# do I get a 07-11 or 2012 for plowing?



## bebop86 (Dec 14, 2003)

I have a 97 4cyl. stick which I need to replace as my daughter just got her license and cant drive stick- SO do I get the older model or is the newer 2012 with the bigger engine a better choice- I do light plowing of my long driveway and a few neighbors- I have the snowway 80 inch plow- thanks


----------



## SnowGuy73 (Apr 7, 2003)

I'd go older but its personal preference.


----------



## 00 Ram (Nov 11, 2004)

Teach your daughter to drive a stick? Thumbs Up?


----------



## Xjrev10 (Feb 18, 2014)

I agree with teaching how to drive manual trans but that wasn't your question....

Go for the '12. The 3.6vvt is a much better engine then the 3.8. More power and reliability.


----------



## Urdum2 (Dec 31, 2008)

How long you planning on keeping the cabin and doing others drives ? Should be the question you ask your self???.......5 years or less...use the old truck........5 or more the new one.....


----------



## jasonv (Nov 2, 2012)

Extra "power" won't be needed. Look at them from an overall ownership point of view -- i.e. fuel consumption.

Also, before you get rid of the stick, BEST TIME EVER to teach your daughter to operate it. You would be doing her an incredible disservice if you don't teach her how to drive it. The younger they are, the easier they learn it. Even if you do get rid of the vehicle, teach her how to drive it before you do so.


----------



## BigDBoots (Dec 24, 2008)

I would keep the old one, teach your daughter to drive stick as it is paid for… why take on fresh debt? Plus, driving stick is a life skill, My wife has never owned an auto, till now, and ninjas my wrangler in the summer w/ top/doors off


----------



## JeepCoMJ (Nov 11, 2010)

Buying a 30k or more vehicle to plow, plus a 5k plow is not a reasonable idea for private use. It isn't like it will be making you money.


----------



## jasonv (Nov 2, 2012)

JeepCoMJ;1763898 said:


> Buying a 30k or more vehicle to plow, plus a 5k plow is not a reasonable idea for private use. It isn't like it will be making you money.

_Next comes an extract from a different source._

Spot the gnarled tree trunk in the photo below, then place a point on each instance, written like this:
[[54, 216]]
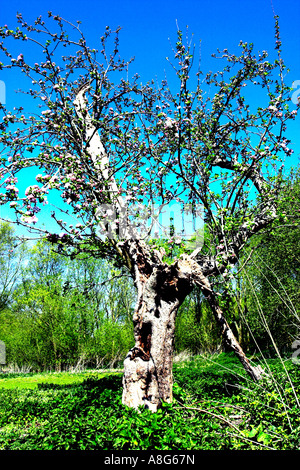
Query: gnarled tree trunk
[[148, 376]]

You're misunderstanding obviously, he's buying the new vehicle for his daughter to drive, but will hijack it for plowing **with the old plow he already has**.


----------



## JeepCoMJ (Nov 11, 2010)

Yes, so putting his daughter in a 25+k vehicle that he needs to work when it snows?


Do you know the percentage of teen drivers who rear end someone is?

Waste of money. Make her learn stick, teach her she has to work, learn, and earn a ride like that.


----------